Short-lived Chinese dynasty in 1127

Chu, officially the Great Chu, was a short-lived Chinese dynasty in 1127 ruled by Zhang Bangchang (1081–1127), a puppet emperor enthroned with the support of the Jurchen-led Jin dynasty. The dynasty was abolished scarcely a month after its formation.

By 1127, the Jin dynasty had conquered northern China in the Jin–Song wars and captured the Northern Song capital of Kaifeng in the Jingkang Incident, but they lacked the resources to administer the newly acquired territories.

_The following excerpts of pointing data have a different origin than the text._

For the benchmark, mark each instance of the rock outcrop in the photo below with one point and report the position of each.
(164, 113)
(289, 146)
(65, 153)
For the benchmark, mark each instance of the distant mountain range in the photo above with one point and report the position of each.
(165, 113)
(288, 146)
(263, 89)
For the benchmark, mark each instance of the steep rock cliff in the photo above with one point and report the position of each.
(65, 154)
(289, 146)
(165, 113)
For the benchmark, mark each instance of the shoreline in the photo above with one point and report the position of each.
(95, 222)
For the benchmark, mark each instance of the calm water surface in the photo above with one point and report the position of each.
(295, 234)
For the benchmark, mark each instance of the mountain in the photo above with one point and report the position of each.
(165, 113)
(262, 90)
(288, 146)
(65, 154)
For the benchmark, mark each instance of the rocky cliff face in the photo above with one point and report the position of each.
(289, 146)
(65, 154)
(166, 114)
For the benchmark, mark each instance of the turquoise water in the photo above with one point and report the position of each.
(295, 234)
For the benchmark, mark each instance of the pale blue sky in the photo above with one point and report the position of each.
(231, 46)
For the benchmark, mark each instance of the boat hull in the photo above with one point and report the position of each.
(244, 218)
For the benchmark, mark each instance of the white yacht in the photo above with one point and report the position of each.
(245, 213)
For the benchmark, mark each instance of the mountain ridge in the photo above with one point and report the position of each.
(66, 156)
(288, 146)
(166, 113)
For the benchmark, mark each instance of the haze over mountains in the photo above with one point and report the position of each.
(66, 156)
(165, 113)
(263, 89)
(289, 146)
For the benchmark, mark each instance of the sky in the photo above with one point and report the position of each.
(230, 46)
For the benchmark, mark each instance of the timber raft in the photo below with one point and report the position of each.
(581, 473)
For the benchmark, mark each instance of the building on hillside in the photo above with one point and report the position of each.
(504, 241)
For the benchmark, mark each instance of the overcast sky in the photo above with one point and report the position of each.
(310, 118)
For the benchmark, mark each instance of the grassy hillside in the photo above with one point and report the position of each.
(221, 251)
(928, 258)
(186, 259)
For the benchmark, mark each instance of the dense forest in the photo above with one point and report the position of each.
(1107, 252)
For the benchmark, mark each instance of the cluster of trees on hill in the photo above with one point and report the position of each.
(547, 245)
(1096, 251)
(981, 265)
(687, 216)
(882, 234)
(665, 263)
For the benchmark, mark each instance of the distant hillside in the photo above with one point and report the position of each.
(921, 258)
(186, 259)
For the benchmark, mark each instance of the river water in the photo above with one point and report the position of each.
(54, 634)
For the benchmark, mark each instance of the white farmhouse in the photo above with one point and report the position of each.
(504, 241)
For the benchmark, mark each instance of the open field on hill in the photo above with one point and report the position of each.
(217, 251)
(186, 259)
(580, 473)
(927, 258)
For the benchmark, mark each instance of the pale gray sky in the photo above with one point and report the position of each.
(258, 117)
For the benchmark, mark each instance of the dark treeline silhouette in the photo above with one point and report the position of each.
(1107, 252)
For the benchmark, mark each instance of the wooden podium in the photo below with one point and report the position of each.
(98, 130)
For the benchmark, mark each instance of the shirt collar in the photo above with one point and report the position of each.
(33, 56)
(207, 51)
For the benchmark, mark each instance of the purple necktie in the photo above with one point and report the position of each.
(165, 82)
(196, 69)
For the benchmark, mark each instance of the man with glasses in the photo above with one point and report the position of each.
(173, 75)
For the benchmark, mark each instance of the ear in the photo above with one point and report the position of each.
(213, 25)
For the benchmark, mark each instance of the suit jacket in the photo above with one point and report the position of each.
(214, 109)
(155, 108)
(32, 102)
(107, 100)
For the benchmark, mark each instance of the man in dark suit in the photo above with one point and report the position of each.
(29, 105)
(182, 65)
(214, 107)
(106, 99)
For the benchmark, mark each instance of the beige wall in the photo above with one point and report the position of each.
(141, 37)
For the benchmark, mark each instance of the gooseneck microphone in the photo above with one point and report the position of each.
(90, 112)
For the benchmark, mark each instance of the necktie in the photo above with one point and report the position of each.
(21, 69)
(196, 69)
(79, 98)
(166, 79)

Instead of directly annexing it, they formed the buffer state of Chu in 1127. Zhang, a former prime minister of the Song dynasty, was installed emperor of the new dynasty. He refused to wear the formal clothing of the emperor outside of his encounters with Jin officials. The offer of enthronement was too attractive for Zhang to resist, but he had reservations about his new role. Jiankang, modern Nanjing, became the capital of Chu. The support of Empress Dowager Yuanyou, who was dismissed as Empress by her former spouse Emperor Zhezong, was enlisted to bolster the legitimacy of the puppet government.

Meanwhile, a Song prince had escaped the capture of Kaifeng. He was enthroned Emperor Gaozong. The dynasty ended when Zhang agreed to recognize Emperor Gaozong as the new ruler of the revived Southern Song. Zhang submitted to Gaozong, but was sentenced to death by being coerced into commit suicide. Gaozong ordered the execution under pressure from Li Gang, his chief councilor, who opposed diplomatic reconciliation with the Jin and wanted Zhang executed for collaborating with the Jurchen government.

The elimination of Zhang and the Chu buffer state infringed on the treaty that the Jin and Song had negotiated. The Jin then recommenced their war with the Song. The invasion was hampered by the ongoing insurgency by Song loyalists in northern China.